Yesterday, someone was telling me of his experience with his ex-wife's family upon the death of her mother. He said that the relatives were arguing and fighting over Mom's dishes. He said that he had said to them, "they're just dishes". To which one of the relatives sobbed that their mother had eaten off of those dishes all her life. The story was told to me as an example of the irrational lengths to which people can go over something so trivial as dishes.

I didn't respond ... I just didn't want to "get into it" ... but frankly, I have no difficulty at all seeing the bereaved family members' point of view even if accurately reported.

In fact, I feel the same way. The dishes in the cabinet in this house were Mom's dishes. She ate off of them for a good part of her life. We used mostly disposable ware within the last year of Mom's life. But till then ... yes, these were her dishes, the ones she used. And I feel ... what do I feel? Affection, gratitude, honor for these dishes as sort of icons of Mom and Mom's life. And while I have no idea what the future will bring, just for today, I do not want to part with such very, very potent signs and symbols of Mom's life.

I remember another conversation with someone on the day before Mom's funeral. She told me that her mother didn't really like to visit her deceased husband's grave, partly because of an experience her mother had had once when she was at the cemetery. She was visiting her husband's grave, and saw someone was there in the cemetery, weeping loudly, screaming, having thrown herself on the ground either on top of a grave or beside a grave. My informant said that her mother didn't want to go to a cemetery where people acted like that. I think my informant described the distraught person in the cemetery as "lugubrious."

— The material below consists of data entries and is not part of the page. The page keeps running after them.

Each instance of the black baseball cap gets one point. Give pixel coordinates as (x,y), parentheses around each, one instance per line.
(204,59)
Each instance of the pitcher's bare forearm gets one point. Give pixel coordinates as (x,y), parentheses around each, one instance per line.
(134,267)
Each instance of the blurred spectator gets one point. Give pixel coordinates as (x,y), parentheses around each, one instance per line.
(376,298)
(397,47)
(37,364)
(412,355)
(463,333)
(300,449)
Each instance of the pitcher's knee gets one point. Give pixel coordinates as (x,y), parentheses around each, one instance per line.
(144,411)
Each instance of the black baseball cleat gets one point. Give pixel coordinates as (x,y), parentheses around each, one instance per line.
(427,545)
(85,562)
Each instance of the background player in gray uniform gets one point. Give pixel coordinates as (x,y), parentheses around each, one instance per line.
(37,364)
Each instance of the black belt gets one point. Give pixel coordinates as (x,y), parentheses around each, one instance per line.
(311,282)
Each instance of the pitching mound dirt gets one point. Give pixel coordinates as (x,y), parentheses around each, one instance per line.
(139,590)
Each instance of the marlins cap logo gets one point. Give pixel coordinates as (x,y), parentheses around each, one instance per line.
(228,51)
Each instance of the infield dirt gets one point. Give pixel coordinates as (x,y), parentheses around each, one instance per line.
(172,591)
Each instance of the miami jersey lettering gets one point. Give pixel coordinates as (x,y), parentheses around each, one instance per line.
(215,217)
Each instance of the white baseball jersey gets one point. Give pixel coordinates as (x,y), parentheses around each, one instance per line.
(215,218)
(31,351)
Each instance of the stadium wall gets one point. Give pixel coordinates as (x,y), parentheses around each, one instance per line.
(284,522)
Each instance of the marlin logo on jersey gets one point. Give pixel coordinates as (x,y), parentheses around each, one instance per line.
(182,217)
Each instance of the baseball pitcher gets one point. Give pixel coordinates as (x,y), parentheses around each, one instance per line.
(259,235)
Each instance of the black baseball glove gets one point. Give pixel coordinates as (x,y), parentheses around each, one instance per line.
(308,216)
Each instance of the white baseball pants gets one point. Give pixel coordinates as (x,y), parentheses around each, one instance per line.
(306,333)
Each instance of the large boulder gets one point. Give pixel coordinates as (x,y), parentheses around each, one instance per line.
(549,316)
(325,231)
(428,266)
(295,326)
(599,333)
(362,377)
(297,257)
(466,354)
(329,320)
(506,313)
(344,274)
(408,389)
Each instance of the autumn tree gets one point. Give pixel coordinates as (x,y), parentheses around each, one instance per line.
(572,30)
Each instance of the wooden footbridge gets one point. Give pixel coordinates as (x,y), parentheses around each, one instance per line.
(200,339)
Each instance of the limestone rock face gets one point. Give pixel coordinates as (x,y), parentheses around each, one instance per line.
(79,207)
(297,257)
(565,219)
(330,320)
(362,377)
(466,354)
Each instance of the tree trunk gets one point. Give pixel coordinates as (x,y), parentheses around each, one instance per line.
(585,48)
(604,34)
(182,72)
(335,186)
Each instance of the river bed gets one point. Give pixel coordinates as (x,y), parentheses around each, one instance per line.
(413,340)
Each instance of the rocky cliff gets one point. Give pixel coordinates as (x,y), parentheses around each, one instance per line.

Again, I didn't want to "get into it." But that someone might be behaving in the same manner of generations of severely bereaved persons doesn't bother me a bit. I haven't cast myself on the ground; but I have felt like it; and I have wept long and loudly beseeching Mom and God to hear me ... and would guess that God has heard many, many, many of us mortals doing the same. I can't imagine God finding such behavior as anything objectionable; anymore than God the Father would have found Jesus's loud weeping at the tomb of Lazarus objectionable; and anymore than God found the weeping and wailing of Job to be "lugubrious."

I am very, very, very deeply grateful for a God Who seems to accept those of us who mourn as we are, and not expect us to act other than as we act.

Frankly, anything that someone in bereavement does that expresses honor and dignity for the human person, and for the relationship with that person, gains my deepest respect, to that extent, at least.